Les lavandières du Sausseron

C’est au confluent de plusieurs ruisseaux, à Vallangoujard, que naît le Sausseron. Les villages de Frouville, Nesles-la-Vallée, le hameau de la Naze et enfin Valmondois se trouvent sur son parcours. Il perd son identité dans l’Oise, où il se jette au Port-aux-Loups.

Le débit modeste du Sausseron lui a sans doute épargné les injures de l’industrie et la pollution qui en résulte. Il faisait tourner les roues à aubes des moulins ; il servait d’abreuvoir aux chevaux ; les laveuses y lavaient leur linge ; il donnait du plaisir aux pêcheurs de truites et ses rives ombragées faisaient rêver les promeneurs. C’est peut-être là que Jean de la Fontaine a composé ces vers charmants aux allitérations suggestives :

« Écouter en rêvant le bruit d’une fontaine
Ou celui d’un ruisseau coulant sur les cailloux
Tout cela, je l’avoue, a des charmes bien doux. »

Il est étonnant, et presque incroyable pour les générations actuelles, qu’il y ait eu un temps, pas tellement éloigné d’ailleurs, où l’on n’avait pas l’eau courante dans les maisons. Il suffit aujourd’hui de tourner un robinet et l’eau arrive à volonté dans les cuisines, dans les salles de bains etc. Mais il y a encore une soixantaine d’années, beaucoup de gens devaient aller chercher l’eau à la fontaine ou à la pompe. C’étaient souvent les enfants qui en étaient chargés. Cela se faisait plusieurs fois par jour.

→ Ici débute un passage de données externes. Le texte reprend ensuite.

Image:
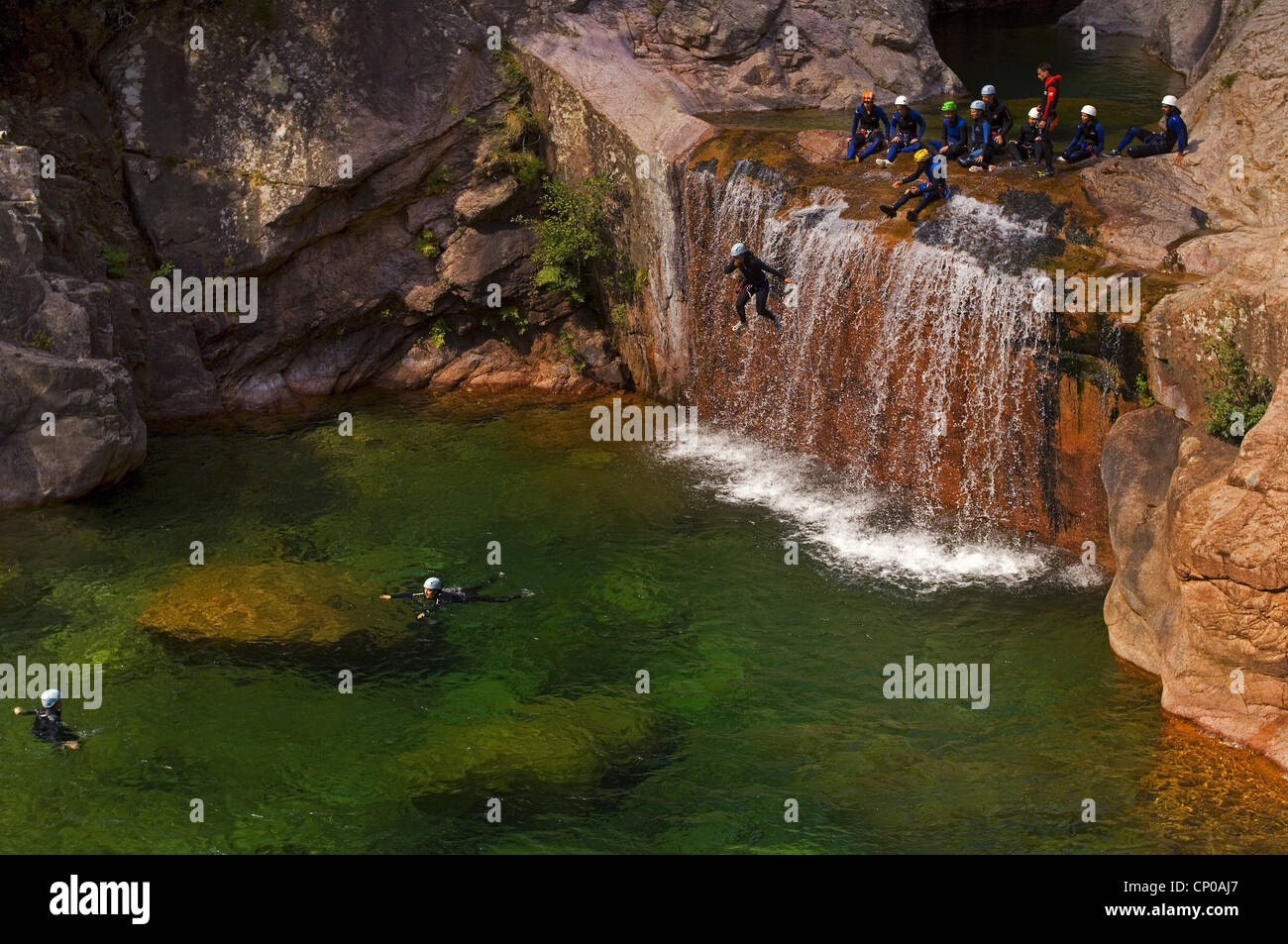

Inimaginable aussi aujourd’hui : la machine à laver n’avait pas été inventée. C’est pourquoi les femmes devaient faire la lessive à la main, soit à la maison, soit au lavoir. Le lavoir était un petit bâtiment public construit au bord d’une rivière ou d’un ru, où l’on disposait ainsi d’une eau courante. Les lavandières s’y rendaient  avec leur linge, poussant une brouette et armées d’une brosse de chiendent, d’un gros savon de Marseille de forme cubique, d’une boule de « bleu » censée rendre le linge plus blanc et d’un battoir, sorte de grossière palette de bois ressemblant à une raquette de ping-pong.

Elles s’agenouillaient au bord d’une planche qui occupait toute la longueur du lavoir et s’abaissait en plan incliné jusqu’au ras de l’eau. La position à genoux conservée pendant des heures aurait pu être pénible si ces dames n’avaient disposé d’une sorte de boîte en bois qu’elles appelaient « boîte à laver », abondamment garnie de paille. Le côté de cette boîte opposé aux genoux était plus haut que les autres, ce qui protégeait la laveuse des éclaboussures. Manches retroussées, les lavandières savonnaient le linge étalé sur la planche et le frottaient énergiquement avec la brosse. Elles le trempaient plusieurs fois dans l’eau, puis le ramenaient sur la planche où il était à nouveau brossé, changé de sens, tordu, essoré. De grands coups de battoir lui étaient assénés. C’était un concours d’énergie, une émulation dans la propreté.

Les femmes vous empoignaient le linge, vous le replongeaient dans le courant, vous le ramenaient, vous le torsadaient, vous le frappaient à coups de battoirs retentissants. Elles faisaient assaut de vigueur, d’agitation et de bruit. Qui sait si, en assénant au linge des coups redoublés de battoir, certaines d’entre elles n’avaient pas la secrète impression d’administrer une « raclée » à leurs chenapans de maris ?

Tout cela se passait dans la bonne humeur, les éclats de rire et les bavardages. On se communiquait les dernières nouvelles, les derniers bruits, les dernières rumeurs, les derniers racontars du village. L’agence de presse fonctionnait bien. Mais il y avait aussi des chamailleries. On se traitait !

Au-delà de ces disputes vite oubliées, les lavoirs jouaient une sorte de rôle social qui formait et entretenait un lien entre les villageoises, car la lessive se faisait en commun. Le lavoir était à la vie des femmes ce que le débit de boisson était à celle de certains hommes, avec une différence cependant, c’est que les femmes, elles, travaillaient.

L’eau courante, la machine à laver, les poudres de lessive « lavant plus blanc que blanc » ont sonné le glas des lavoirs. On ne brandit plus les battoirs, on n’en frappe plus le linge. Simplement on programme puis on appuie sur un bouton et, pendant que le robot fonctionne, on vaque à d’autres occupations.